Sinn Fein has been assured by the Government that it stands "full square" behind the full implementation of the Patten proposals on police reform in Northern Ireland, Mr Gerry Kelly, Sinn Fein member of the Northern Assembly said yesterday.
Asked if he was confident of the assurances his party received during what he said were "very close contacts" over recent weeks, Mr Kelly said he had to be confident because "that is what I am being told by the Irish Government".
Mr Kelly and Mr Gerry McHugh, also a member of the Northern Assembly, were in Dublin for meetings in Leinster House yesterday afternoon.
A Sinn Fein delegation, led by Mr Caoimhghin O Caolain TD, met senators and TDs to discuss "the outstanding issues" between the Patten proposals and the British government's Policing Bill which is going through the House of Lords.
Mr Kelly said the Patten proposals had been the compromise between the unionist position and the nationalist position. There had been a lot of emphasis recently, he said, on flags and emblems, the symbolic things, which were very important.

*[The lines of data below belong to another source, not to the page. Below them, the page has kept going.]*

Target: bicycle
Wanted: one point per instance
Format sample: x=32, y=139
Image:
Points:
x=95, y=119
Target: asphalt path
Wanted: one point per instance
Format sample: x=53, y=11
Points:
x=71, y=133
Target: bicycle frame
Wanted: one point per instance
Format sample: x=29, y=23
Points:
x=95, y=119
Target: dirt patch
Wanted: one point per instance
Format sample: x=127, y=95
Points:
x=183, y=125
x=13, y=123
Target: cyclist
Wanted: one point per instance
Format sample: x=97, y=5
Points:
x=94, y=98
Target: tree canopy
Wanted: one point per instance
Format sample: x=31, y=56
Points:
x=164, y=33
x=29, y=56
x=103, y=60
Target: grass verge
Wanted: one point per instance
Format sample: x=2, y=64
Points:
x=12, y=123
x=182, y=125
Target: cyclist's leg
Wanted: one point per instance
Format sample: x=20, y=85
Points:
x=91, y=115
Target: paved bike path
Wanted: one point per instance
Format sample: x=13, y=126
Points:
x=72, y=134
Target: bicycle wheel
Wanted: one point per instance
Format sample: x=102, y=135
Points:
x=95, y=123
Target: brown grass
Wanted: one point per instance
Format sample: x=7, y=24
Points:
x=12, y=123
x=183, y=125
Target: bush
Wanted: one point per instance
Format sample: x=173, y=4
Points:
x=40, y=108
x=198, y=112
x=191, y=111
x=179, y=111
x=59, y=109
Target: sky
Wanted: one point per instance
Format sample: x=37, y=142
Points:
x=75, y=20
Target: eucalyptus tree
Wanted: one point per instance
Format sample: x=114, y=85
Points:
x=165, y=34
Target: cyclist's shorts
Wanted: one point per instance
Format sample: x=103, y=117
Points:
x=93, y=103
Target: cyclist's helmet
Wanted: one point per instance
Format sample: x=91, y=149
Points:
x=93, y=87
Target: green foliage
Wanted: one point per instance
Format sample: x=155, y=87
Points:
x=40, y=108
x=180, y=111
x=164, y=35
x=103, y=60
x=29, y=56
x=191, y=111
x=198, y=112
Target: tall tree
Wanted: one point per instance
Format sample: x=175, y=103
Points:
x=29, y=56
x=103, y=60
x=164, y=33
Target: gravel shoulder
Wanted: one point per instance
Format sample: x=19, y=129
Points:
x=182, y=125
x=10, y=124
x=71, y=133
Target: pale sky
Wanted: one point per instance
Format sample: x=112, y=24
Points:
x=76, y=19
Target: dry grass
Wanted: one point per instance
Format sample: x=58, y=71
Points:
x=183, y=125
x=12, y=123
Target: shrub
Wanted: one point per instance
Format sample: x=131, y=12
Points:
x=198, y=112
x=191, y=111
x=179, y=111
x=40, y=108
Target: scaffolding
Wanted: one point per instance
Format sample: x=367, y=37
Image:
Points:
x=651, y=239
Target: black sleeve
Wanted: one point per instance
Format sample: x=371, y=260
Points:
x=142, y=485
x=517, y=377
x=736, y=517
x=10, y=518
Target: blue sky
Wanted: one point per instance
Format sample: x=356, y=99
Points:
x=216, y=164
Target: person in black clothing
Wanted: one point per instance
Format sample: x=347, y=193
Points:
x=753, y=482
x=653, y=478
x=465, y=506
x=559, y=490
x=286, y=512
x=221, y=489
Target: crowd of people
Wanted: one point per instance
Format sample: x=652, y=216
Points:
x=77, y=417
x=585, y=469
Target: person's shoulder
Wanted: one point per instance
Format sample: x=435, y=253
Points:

However, he said, there a substantial amount of the debate was not to do with unionists but with the British government and "the securocrats within it who are trying to hollow out and take away the innards of the Patten recommendations".
Asked about a second arms inspection being carried out, Mr Kelly said confidence-building measures did not affect a new policing service in the North. The IRA had always kept their word and he was confident they would do so in the future.
Asked if Sinn Fein would recommend joining the police force to the nationalist community if the Patten recommendations were implemented in full, Mr Kelly said Sinn Fein would look at the end product. "Peter Mandelson is saying that what he is producing is Patten, what I am saying is that what he is producing is not Patten."